DKPP menyatakan Hofni terbukti memiliki hubungan kedekatan dengan seorang perempuan yang bekerja sebagai Staf Panitia Distrik Ampimio dan kemudian diperbantukan ke Sekretariat Bawaslu Kepulauan Yapen. Ia dinilai memanfaatkan posisi dan kewenangannya untuk mendekati hingga tinggal bersama keluarga staf tersebut.
Dalam pertimbangan putusannya, DKPP menegaskan bahwa seorang ketua Bawaslu wajib menjaga martabat jabatan, menghindari penyalahgunaan wewenang, serta memastikan penggunaan kewenangan semata-mata untuk kepentingan tugas pengawasan pemilu.
“Pemanfaatan posisi jabatan untuk membangun relasi pribadi yang tidak patut, apalagi sampai tinggal bersama, menunjukkan potensi penyalahgunaan otoritas dan konflik kepentingan yang tidak dapat dibenarkan,” tegas Ratna Dewi.

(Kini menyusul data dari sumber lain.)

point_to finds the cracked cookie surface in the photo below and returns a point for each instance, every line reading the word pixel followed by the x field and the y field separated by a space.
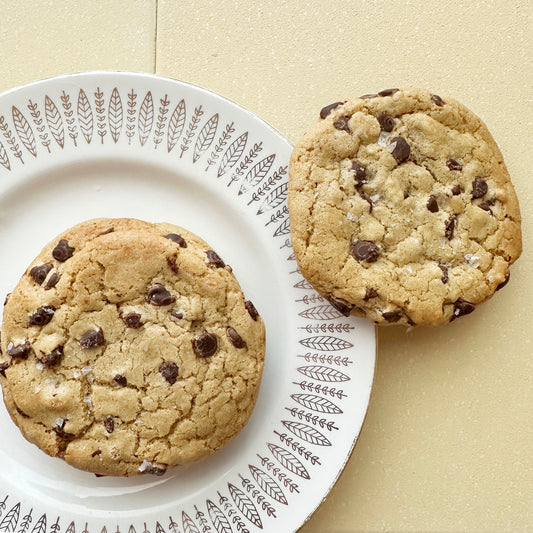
pixel 402 209
pixel 128 347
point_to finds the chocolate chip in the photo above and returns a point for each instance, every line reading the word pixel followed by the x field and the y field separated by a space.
pixel 432 204
pixel 121 380
pixel 444 278
pixel 462 307
pixel 40 272
pixel 213 259
pixel 342 123
pixel 388 92
pixel 205 344
pixel 133 320
pixel 504 282
pixel 235 338
pixel 92 338
pixel 169 371
pixel 158 295
pixel 392 316
pixel 171 262
pixel 437 99
pixel 370 293
pixel 479 188
pixel 52 281
pixel 42 316
pixel 178 239
pixel 62 251
pixel 453 164
pixel 359 173
pixel 53 357
pixel 109 424
pixel 19 352
pixel 325 111
pixel 449 227
pixel 252 311
pixel 342 306
pixel 400 149
pixel 385 121
pixel 365 251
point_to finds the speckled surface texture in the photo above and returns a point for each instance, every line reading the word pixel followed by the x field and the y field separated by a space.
pixel 447 441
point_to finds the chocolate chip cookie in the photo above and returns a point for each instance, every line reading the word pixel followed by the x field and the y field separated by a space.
pixel 402 209
pixel 128 347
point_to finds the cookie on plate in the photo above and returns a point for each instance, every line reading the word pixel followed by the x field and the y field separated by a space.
pixel 402 209
pixel 128 347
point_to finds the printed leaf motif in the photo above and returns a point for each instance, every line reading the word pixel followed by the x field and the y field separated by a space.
pixel 218 518
pixel 317 403
pixel 146 118
pixel 245 505
pixel 323 373
pixel 54 120
pixel 176 125
pixel 288 460
pixel 305 432
pixel 205 137
pixel 321 312
pixel 257 173
pixel 10 520
pixel 115 115
pixel 24 131
pixel 188 525
pixel 232 154
pixel 325 343
pixel 85 116
pixel 268 485
pixel 274 199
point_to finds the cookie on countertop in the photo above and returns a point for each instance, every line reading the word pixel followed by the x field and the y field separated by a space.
pixel 402 209
pixel 128 347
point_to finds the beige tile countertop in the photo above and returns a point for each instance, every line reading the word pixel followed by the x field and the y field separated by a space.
pixel 447 444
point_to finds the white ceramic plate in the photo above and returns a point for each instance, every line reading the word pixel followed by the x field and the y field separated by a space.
pixel 135 145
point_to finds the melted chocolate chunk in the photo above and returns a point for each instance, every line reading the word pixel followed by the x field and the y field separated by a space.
pixel 109 424
pixel 235 338
pixel 342 123
pixel 400 149
pixel 133 320
pixel 449 227
pixel 62 251
pixel 342 306
pixel 169 371
pixel 42 316
pixel 92 338
pixel 479 188
pixel 252 311
pixel 121 380
pixel 19 352
pixel 462 307
pixel 432 204
pixel 325 111
pixel 359 174
pixel 213 259
pixel 365 251
pixel 158 295
pixel 178 239
pixel 437 99
pixel 205 344
pixel 53 357
pixel 385 121
pixel 453 164
pixel 40 272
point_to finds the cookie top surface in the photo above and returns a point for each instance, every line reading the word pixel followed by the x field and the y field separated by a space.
pixel 402 209
pixel 128 347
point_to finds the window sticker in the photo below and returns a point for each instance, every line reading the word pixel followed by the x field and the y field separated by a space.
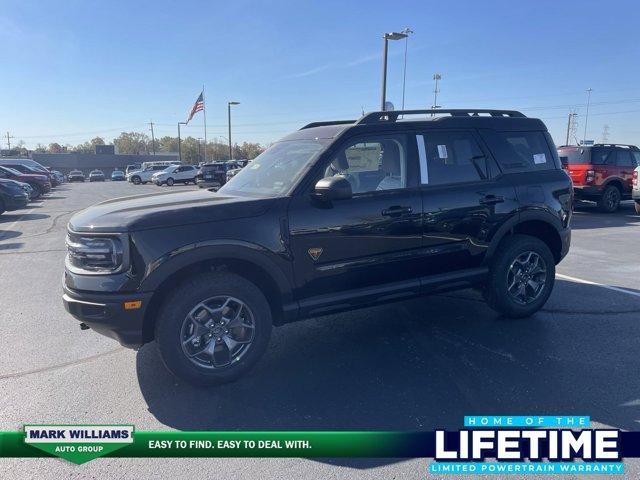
pixel 539 158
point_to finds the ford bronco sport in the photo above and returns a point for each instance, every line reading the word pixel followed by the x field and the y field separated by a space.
pixel 335 216
pixel 601 173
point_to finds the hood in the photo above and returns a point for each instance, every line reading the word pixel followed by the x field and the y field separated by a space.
pixel 142 212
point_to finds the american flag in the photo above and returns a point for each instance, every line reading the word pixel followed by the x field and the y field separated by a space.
pixel 199 105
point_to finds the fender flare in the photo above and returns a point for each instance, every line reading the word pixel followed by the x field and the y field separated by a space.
pixel 521 217
pixel 179 258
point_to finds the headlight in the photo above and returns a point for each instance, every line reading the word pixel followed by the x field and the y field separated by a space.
pixel 96 254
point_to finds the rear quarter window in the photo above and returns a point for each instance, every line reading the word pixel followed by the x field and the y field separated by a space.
pixel 522 151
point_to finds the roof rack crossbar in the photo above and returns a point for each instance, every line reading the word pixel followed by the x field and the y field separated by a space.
pixel 392 116
pixel 326 124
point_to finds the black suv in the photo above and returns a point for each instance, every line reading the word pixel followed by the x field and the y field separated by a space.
pixel 336 216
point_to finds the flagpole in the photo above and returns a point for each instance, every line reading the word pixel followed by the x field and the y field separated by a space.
pixel 204 118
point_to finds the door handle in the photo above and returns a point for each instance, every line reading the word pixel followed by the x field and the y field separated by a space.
pixel 396 211
pixel 491 200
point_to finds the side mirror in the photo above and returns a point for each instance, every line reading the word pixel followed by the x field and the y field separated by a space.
pixel 332 188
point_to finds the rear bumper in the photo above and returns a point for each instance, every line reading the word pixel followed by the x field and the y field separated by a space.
pixel 105 313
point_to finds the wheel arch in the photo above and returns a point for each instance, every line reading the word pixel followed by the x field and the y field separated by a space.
pixel 541 225
pixel 251 265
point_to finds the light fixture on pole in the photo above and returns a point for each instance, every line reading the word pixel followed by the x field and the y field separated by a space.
pixel 179 141
pixel 385 49
pixel 229 122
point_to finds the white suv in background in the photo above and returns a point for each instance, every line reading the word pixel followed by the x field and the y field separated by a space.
pixel 144 176
pixel 175 174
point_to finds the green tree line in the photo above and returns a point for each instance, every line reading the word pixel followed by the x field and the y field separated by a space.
pixel 141 144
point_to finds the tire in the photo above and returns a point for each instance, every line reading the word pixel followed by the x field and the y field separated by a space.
pixel 609 202
pixel 172 321
pixel 510 253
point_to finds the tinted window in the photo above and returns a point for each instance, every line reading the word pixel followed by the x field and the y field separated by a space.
pixel 372 164
pixel 452 157
pixel 520 151
pixel 623 159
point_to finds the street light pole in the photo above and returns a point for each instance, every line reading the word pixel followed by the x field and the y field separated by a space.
pixel 586 118
pixel 407 31
pixel 180 141
pixel 229 123
pixel 385 50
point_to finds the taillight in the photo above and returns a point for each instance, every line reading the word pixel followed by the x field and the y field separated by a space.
pixel 591 176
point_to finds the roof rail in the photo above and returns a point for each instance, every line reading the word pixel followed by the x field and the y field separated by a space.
pixel 392 116
pixel 326 124
pixel 631 147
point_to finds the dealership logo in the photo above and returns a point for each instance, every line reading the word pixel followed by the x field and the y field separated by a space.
pixel 78 443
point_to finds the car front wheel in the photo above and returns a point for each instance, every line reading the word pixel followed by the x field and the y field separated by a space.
pixel 521 277
pixel 213 328
pixel 610 200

DKPP menilai tindakan Hofni melanggar prinsip integritas, profesionalitas, dan keteladanan moral yang menjadi fondasi penyelenggara pemilu. Relasi yang dibangun dalam kondisi ketimpangan kekuasaan juga dinilai merusak kredibilitas pribadi dan mencederai kehormatan institusi.
“Berdasarkan fakta persidangan, tindakan Teradu VI merupakan bentuk pemanfaatan kedudukan yang menimbulkan kerentanan penyalahgunaan otoritas, merusak kepercayaan publik, dan mencederai marwah lembaga pengawas pemilu,” ujar Ratna Dewi.
Dalam sidang ini, DKPP membacakan putusan untuk tiga perkara: 190-PKE-DKPP/IX/2025, 192-PKE-DKPP/IX/2025, dan 194-PKE-DKPP/IX/2025. Total ada 12 penyelenggara pemilu yang menjadi teradu. Hasilnya, delapan orang mendapat sanksi Peringatan, satu orang Peringatan Keras, satu orang diberhentikan dari jabatan ketua, dan tiga lainnya direhabilitasi karena tidak terbukti melanggar Kode Etik Penyelenggara Pemilu (KEPP).
Untuk perkara 194-PKE-DKPP/IX/2025, DKPP mengeluarkan Ketetapan karena pengadu telah mencabut laporannya sebelum sidang dimulai.
Sidang dipimpin oleh Ketua Majelis Ratna Dewi Pettalolo dengan anggota majelis I Dewa Kade Wiarsa Raka Sandi.